The chances of success for Fatah’s Eighth Conference depend on its ability to carry out a genuine and deep reassessment of its previous course and adopt a new path, rather than simply recycling the status quo. The main conditions for success can be summed up as follows:
First: Adopting a new political program after conducting a thorough critical review and drawing lessons from past experience. This includes rethinking the Oslo Accords, as well as the structure, role, obligations, budget, and resource allocation of the Palestinian Authority so that they serve the real priorities, needs, and interests of the people, not individuals or power centers.
Second: Reviving the PLO, taking it out of intensive care, and rebuilding it so that it truly becomes, both in word and deed, the sole legitimate representative of the Palestinian people in all their political and social diversity, and the highest political authority. The Palestinian Authority should function as one of its instruments, not “the daughter that devoured her own mother.”
Third: Separating Fatah from the Palestinian Authority so that Fatah can reclaim its role as a national liberation movement rather than remaining a ruling party. The continued overlap between the two has harmed both the movement and the political system alike.
Fourth: Not sidestepping legislative and presidential elections, and holding them as soon as possible.

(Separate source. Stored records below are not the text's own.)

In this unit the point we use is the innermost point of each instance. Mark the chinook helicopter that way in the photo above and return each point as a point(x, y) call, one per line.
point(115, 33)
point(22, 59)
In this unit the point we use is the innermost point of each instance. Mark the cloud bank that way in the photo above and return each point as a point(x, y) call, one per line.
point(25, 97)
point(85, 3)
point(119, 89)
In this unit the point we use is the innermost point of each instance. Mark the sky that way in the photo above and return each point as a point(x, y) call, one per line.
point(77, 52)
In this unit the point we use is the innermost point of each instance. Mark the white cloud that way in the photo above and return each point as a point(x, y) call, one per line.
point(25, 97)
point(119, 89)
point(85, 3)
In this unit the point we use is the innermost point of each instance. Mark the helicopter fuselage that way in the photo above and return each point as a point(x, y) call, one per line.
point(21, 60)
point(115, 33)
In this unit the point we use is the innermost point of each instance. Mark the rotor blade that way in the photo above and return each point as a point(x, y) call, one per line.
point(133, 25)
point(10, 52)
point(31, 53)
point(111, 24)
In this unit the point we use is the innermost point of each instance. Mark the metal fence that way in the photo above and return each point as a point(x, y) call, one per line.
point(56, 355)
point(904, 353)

Restricting elections to the Palestinian National Council alone raises red flags and suggests an attempt to rig the outcome in advance, assuming elections are even held at all, by moving toward appointing most of the diaspora quota in the Council.
Fifth: Developing a plan for steadfast resilience based on a “resistance economy” rather than a free-market model, one that ensures the Palestinian cause remains alive and the people remain on their land. It should also embrace a form of popular resistance whose costs are sustainable, capable of rallying broad public support, and able to achieve tangible gains. In this context, boycotting Israel, imposing isolation and sanctions on it, and stripping it of legitimacy become especially important.

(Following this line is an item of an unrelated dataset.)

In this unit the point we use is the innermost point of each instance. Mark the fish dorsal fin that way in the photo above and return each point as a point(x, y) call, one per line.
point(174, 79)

It is also important that voting at the conference be conducted by secret ballot, and even more importantly, that the vote counting be transparent and public in order to minimize, as much as possible, the likelihood of fraud.

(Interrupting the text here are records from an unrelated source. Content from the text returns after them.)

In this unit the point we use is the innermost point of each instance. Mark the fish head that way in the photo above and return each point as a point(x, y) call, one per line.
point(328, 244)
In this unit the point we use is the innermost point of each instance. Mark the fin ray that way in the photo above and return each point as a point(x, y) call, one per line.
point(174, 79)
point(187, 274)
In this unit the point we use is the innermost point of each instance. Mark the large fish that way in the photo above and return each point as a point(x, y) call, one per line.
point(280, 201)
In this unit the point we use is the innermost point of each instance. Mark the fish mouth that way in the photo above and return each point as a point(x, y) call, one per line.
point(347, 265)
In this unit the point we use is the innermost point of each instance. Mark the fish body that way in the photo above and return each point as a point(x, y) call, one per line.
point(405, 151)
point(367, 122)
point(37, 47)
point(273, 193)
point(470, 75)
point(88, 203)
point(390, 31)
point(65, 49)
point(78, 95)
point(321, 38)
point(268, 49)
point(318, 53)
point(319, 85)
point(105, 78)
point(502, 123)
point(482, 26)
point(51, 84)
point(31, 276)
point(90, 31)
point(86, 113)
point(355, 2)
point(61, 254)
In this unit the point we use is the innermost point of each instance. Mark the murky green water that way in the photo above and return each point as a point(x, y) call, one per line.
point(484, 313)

Last but not least, one cannot ignore the fact that the conference appears to have been carefully engineered in a way many believe is designed to guarantee predetermined outcomes, or at best keep things exactly as they are. This includes the fact that several members of the preparatory committee, which was responsible for organizing the conference and selecting many of its participants, are themselves candidates for the Revolutionary Council and Central Committee. That represents a fundamental conflict of interest that undermines the conference’s legitimacy and integrity.
Even so, if the results turn out to be positive contrary to my expectations, I would be very pleased indeed.